When God was handing out talent, Raul Midon must have found himself one of the first in line. This honey-voiced, virtuoso guitarist and accomplished songwriter (who also does a mean impression of the muted-trumpet) is now three albums deep and his star shows no sign of waning.

The Afro-Argentinian singer-songwriter first made major ripples on the scene with his debut album State of Mind (with a guest appearance from Stevie Wonder on harmonica) back in 2006. Its release was accompanied by a strategic and well-received performance on the Late Show with David Letterman and various tour dates including a London gig supported by, the then unknown, Adele. State of Mind was almost completely an acoustic affair.

The 2007 follow-up World Within A World however drew ire from certain quarters as Midon departed from the unplugged feel of his debut, opting for a fuller, more obviously programmed sound. The detractors need not have worried; the most important element-the songs – were still quality.

Midon has the knack of penning melodies so simple and effective; you wonder why no one else has thought of them before. Neither is he one for over-production and cluttered soundscapes, keeping his arrangements sufficiently spacious. In addition Raul’s live sets are usually stripped down to just the man and his six-string, proving he doesn’t need any gimmicks when the raw gift is on show.

Raul returns this year with Synthesis, possibly his most instantly appealing record yet. True, you don’t get to appreciate the fluidity of his guitar-playing in as pure fashion as on State of Mind, nevertheless the songs still reign supreme. And the organic beauty of Midon’s voice cannot be overstated. With clear Hathaway/Wonder-influenced inflections, all the while maintaining his own vocal identity, he honestly could sing a tax return and make it sound like the sweetest serenade you’ve heard in a long time.

Lyrically, Midon has also matured with each album. Whereas State of Mind suffered from bouts of triteness, Raul comes of age with ‘Synthesis’ with the help of songwriter Larry Klein. On ‘Don’t Be a Silly Man’, a tune about his flustered reaction on encountering one of his musical heroes, Midon reflects…

‘…We talked about our virtues and our crimes, we talked about the nature of these tenuous times and how our constant search for immortality will always be denied…’

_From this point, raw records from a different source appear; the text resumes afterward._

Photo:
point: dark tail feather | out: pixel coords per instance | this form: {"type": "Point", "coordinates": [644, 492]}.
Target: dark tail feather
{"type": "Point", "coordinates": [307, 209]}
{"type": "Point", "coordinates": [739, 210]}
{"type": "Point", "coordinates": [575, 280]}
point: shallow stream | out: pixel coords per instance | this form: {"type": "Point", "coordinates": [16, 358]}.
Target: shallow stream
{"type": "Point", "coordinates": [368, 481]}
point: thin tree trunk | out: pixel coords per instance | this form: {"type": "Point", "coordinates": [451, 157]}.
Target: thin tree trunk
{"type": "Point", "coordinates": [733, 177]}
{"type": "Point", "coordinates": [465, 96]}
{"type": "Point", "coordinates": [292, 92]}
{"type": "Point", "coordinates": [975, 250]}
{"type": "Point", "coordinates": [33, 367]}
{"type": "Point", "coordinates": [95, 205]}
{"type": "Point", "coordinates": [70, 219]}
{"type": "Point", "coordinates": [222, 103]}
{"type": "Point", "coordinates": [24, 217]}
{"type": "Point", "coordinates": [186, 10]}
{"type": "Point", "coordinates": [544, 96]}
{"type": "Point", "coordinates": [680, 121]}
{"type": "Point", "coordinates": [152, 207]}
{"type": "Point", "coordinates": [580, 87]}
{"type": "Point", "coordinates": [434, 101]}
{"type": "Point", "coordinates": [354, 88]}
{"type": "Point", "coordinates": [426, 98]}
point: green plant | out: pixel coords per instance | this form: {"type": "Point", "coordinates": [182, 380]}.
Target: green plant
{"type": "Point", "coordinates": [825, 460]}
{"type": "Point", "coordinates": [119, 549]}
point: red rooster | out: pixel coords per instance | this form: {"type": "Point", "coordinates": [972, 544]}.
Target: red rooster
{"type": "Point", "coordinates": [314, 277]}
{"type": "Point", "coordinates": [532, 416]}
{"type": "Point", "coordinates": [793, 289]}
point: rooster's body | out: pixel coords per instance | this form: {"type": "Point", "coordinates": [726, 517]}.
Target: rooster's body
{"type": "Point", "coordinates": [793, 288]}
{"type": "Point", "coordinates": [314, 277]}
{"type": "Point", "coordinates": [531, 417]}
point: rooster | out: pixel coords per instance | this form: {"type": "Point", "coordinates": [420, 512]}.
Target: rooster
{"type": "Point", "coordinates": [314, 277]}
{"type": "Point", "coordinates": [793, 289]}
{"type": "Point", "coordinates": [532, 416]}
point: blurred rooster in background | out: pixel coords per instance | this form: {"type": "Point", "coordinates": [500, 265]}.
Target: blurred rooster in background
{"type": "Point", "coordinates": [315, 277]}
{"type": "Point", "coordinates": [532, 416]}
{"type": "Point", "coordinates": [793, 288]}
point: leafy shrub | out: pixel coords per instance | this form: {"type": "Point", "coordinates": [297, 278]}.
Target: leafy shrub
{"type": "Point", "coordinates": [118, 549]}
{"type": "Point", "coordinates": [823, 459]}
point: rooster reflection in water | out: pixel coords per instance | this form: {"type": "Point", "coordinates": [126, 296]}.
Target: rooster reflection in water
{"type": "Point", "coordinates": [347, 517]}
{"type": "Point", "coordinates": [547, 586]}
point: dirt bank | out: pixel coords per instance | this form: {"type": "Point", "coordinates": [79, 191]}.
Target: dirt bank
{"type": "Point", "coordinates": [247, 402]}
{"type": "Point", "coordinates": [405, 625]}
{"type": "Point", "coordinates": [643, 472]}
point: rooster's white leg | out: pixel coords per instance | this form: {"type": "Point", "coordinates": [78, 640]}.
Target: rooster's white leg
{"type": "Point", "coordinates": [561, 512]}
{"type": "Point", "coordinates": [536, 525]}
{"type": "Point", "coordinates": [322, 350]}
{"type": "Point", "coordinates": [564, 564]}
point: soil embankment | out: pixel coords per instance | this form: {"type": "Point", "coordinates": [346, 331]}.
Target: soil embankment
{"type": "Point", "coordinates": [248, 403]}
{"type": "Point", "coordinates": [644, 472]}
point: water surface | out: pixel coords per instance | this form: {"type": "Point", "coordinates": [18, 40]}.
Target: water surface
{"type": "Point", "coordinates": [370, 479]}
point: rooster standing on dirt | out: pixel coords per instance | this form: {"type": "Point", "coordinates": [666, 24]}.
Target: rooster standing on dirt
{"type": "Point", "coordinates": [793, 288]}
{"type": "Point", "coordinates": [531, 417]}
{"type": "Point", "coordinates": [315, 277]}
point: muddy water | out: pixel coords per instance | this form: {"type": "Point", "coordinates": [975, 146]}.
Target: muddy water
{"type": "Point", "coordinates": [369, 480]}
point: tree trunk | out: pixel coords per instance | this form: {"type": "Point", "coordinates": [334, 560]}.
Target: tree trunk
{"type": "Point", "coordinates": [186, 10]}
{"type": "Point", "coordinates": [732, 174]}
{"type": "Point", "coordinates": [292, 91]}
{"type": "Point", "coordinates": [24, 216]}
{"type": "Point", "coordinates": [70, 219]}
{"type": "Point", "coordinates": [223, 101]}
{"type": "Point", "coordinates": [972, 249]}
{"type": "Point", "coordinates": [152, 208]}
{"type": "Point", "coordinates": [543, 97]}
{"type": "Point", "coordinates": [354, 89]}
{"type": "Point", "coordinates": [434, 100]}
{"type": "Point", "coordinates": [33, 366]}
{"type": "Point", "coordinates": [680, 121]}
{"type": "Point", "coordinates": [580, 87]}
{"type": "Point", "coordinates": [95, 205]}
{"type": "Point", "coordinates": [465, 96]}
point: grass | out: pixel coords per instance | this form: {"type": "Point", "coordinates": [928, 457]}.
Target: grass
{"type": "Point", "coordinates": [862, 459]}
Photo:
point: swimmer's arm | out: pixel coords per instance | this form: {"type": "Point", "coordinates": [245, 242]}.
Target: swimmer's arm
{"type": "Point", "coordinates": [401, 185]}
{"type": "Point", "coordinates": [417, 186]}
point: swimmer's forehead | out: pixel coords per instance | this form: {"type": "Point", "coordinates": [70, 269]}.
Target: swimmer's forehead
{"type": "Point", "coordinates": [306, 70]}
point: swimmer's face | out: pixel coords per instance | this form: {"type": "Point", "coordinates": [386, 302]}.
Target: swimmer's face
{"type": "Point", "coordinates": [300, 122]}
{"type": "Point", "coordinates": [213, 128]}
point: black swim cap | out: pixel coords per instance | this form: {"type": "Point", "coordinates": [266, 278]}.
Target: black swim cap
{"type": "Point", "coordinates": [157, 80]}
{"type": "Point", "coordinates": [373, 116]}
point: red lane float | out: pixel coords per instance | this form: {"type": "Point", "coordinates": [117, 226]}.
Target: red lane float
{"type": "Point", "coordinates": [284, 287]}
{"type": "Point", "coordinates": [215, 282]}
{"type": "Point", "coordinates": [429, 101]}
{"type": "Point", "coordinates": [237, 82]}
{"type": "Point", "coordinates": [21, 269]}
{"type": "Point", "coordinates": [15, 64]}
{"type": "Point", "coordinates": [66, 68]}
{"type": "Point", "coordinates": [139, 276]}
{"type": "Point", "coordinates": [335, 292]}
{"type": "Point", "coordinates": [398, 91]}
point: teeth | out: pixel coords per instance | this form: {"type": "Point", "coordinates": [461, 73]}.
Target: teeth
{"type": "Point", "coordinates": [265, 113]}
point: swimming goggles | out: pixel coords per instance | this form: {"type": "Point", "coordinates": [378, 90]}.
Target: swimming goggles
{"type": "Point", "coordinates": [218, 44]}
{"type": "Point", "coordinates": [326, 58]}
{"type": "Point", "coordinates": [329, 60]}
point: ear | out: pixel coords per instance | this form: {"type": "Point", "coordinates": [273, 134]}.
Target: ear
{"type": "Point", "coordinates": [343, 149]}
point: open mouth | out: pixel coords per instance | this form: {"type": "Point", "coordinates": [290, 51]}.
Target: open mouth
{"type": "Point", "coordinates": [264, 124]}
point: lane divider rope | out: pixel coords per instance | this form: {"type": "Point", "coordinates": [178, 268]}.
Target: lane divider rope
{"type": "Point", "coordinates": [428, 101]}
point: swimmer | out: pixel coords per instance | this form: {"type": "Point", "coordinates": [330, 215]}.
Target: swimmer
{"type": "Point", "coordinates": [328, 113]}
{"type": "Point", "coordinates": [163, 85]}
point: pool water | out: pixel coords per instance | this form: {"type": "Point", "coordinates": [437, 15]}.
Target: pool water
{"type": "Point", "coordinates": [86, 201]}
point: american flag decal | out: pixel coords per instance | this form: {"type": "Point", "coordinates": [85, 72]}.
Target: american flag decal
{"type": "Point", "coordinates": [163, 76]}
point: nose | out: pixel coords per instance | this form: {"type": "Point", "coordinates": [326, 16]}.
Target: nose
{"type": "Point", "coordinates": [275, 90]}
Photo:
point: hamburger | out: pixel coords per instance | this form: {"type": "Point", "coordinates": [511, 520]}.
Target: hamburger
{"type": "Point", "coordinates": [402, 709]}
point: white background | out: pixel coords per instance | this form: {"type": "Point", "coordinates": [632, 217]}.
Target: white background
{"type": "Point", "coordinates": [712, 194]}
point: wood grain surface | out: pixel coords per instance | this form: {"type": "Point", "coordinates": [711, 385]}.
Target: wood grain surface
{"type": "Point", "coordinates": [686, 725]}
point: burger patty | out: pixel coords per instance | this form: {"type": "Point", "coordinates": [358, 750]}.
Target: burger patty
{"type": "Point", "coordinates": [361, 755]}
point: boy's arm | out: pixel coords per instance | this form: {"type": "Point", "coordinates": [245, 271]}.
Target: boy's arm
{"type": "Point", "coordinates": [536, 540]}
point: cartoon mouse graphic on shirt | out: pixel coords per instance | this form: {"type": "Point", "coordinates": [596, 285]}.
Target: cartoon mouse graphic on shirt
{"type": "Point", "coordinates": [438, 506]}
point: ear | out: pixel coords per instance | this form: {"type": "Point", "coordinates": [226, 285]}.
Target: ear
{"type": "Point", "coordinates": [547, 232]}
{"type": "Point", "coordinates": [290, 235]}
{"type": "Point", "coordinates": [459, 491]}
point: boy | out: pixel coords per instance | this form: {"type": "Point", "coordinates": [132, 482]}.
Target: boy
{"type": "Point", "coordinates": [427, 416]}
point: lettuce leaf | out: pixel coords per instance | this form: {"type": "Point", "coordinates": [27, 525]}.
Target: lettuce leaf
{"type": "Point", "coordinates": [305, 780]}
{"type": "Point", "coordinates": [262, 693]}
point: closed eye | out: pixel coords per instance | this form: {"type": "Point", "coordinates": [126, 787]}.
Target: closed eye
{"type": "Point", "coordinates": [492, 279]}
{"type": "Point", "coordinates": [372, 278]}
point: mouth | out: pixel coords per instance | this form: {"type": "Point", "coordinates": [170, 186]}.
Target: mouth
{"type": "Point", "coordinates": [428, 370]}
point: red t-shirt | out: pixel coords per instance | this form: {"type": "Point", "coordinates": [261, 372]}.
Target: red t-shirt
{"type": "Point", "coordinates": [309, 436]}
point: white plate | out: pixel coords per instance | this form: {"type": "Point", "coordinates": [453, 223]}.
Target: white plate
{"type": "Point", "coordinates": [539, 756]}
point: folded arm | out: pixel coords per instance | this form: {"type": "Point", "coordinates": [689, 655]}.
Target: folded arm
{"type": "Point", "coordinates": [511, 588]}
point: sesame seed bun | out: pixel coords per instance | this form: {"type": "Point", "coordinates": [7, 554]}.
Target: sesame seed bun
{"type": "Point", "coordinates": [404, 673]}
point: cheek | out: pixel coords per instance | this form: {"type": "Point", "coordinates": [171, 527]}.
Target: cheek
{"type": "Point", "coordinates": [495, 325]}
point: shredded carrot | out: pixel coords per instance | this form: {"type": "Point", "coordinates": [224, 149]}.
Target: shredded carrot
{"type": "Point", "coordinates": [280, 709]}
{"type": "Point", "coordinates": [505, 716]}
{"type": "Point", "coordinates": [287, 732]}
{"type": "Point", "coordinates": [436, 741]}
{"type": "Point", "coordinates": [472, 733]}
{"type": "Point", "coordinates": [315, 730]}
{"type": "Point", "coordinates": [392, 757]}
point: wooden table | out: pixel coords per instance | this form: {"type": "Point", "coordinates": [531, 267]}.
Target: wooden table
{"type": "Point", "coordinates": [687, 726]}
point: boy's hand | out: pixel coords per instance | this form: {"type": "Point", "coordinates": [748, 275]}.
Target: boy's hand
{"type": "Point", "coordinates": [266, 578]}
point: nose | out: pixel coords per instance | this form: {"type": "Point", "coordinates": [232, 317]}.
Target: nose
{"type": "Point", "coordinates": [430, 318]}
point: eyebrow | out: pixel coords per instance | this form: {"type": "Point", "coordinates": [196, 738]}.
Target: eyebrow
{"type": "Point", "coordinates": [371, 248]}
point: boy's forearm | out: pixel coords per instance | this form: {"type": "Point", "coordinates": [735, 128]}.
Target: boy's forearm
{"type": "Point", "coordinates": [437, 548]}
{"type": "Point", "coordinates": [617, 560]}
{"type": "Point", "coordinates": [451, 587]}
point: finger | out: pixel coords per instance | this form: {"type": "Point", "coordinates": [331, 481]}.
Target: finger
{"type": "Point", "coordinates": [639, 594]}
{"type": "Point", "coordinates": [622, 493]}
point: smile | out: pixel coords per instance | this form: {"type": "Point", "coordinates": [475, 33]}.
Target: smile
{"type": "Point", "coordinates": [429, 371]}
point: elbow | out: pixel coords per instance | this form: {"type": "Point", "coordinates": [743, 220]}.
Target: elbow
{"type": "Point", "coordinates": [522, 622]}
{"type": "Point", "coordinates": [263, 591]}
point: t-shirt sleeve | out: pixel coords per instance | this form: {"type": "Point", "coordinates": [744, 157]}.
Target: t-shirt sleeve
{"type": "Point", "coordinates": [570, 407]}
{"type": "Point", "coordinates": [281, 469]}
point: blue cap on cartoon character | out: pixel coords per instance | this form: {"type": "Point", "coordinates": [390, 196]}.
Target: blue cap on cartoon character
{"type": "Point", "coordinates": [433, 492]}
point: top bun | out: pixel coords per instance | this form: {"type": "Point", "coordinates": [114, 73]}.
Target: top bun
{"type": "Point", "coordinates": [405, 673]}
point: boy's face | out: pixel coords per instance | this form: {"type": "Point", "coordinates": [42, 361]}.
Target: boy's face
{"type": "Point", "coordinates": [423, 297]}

On the poignant ‘When You Call My Name’ he speaks without self-pity on how, being blind, his other senses help him to appreciate the world around him; not least the comfort of hearing a loved one’s voice.

Midon’s ear for a great melody is still apparent throughout Synthesis, as highlighted on the reggae-fied ‘Invisible Chains’, ‘Bonnie’s Song’ and ridiculously contagious ‘Don’t Take It That Way’.

Calling on his various musical inspirations, Midon returns to his Latin roots on the breezy Bossa Nova number ‘Everyone Deserves A Second Chance’. He comes over all Billy Joel on ‘Next Generation’, which is redolent of the Piano Man’s ‘Tell Her About It’ – no complaints here. Midon goes a bit Hip Hop, at least in attitude if not in form, on ‘About You’ with its “I never really gave a f**k about you” refrain earning the album a Parental Advisory warning – something you wouldn’t normally associate with Raul. He must have really been ticked off by somebody.

He turns to his softer, more acoustic side on the bluesy ‘Why Am I Feeling So Bad?’ and a cover of John Lennon’s ‘Blackbird’. Midon’s version is understated but no less heartbreaking in its beauty.

The consistency of Synthesis is reassurance enough that Raul Midon has not lost any of his magic. As far as the blend of pop, folk, soul and jazz is concerned, it’s hard to think of anyone doing it quite as well as him.

–Tola Ositelu

Synthesis is out now on Universal Decca.